Typically, winter depression reaches its full impact during the Northern Hemisphere's dimmest period, when the sun's low-slung path across the sky is so truncated that many people travel to and from work in darkness. For some sufferers, like Churchill, December offers enough merry distraction to push the problem off until January; for others, the condition exacerbates existing sadness or memories already associated with the holidays themselves. Some people start to feel twinges by Labor Day, or even as early as midsummer, when the days first start imperceptibly shrinking. Experts estimate that these mood disturbances may affect 7 percent or more of the population -- the rate might be higher at Minnesota latitudes -- though it's hard to know how many people suffer at an unreported, subclinical level.

If you've experienced mood slumps of your own, one way to tell whether they're seasonally influenced is to trace the timing, said Dr. Scott Crow, a psychiatry professor at the University of Minnesota who has focused on mood disorders. Many Minnesotans find March dreary, when winter sports are winding down and spring is dragging its muddy feet (i.e., "cabin fever"). But seasonal mood sufferers start to feel better as the days lengthen and the sun's rays intensify.

Until that solar help arrives, expert-endorsed treatments include the remedy that worked for Churchill, a special broad-spectrum or natural-spectrum light designed to resemble sunlight. Preliminary research indicates that these lights can bring relief for people who sit in front of them, usually for half an hour first thing in the morning, at least a few days a week.

"Within several days to a week or two, their mood is greatly improved," Dr. William Weggel, a psychiatrist at the Mayo Clinic Health System's locations in Chippewa Falls, Wis., and Eau Claire, Wis.

Weggel and other experts recommend using a light labeled 10,000 lux (a measure of light intensity).
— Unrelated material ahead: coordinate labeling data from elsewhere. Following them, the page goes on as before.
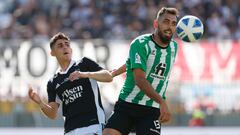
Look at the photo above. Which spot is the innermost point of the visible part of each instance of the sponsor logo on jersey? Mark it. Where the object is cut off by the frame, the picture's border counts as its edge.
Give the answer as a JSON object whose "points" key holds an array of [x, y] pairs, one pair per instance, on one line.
{"points": [[57, 86], [153, 52], [70, 95], [137, 58]]}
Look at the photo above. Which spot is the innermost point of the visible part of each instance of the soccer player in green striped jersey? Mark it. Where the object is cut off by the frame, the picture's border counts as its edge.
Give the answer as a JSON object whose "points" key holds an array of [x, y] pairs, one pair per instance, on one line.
{"points": [[141, 102]]}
The Center for Environmental Therapeutics (CET, at recommends other criteria and sells a 12.5-by-16-inch model for about $180. Other 10,000-lux models, many of them smaller, are available elsewhere online for less than $100.

More research is needed to fully understand how the lights work, Weggel said. In the meantime, most insurance policies won't cover them.

Other potential remedies include treatments used against regular clinical depression, such as psychotherapy and anti-depressant medications. Exercise has been shown to help boost mood, especially in this case when performed outdoors. Researchers at Columbia University Medical Center have seen positive results from negative-ion generators (which the CET also sells and provides criteria for evaluating). Some swear by Vitamin D supplements, although "the evidence doesn't point to that," Weggel said.

Churchill is content to relax before her light box, imagining herself sunbathing on a warm beach.

"I almost feel like a plant that's wintering over," she said. "Just stick me in front of a light for a couple of times a day, and I'll be fine."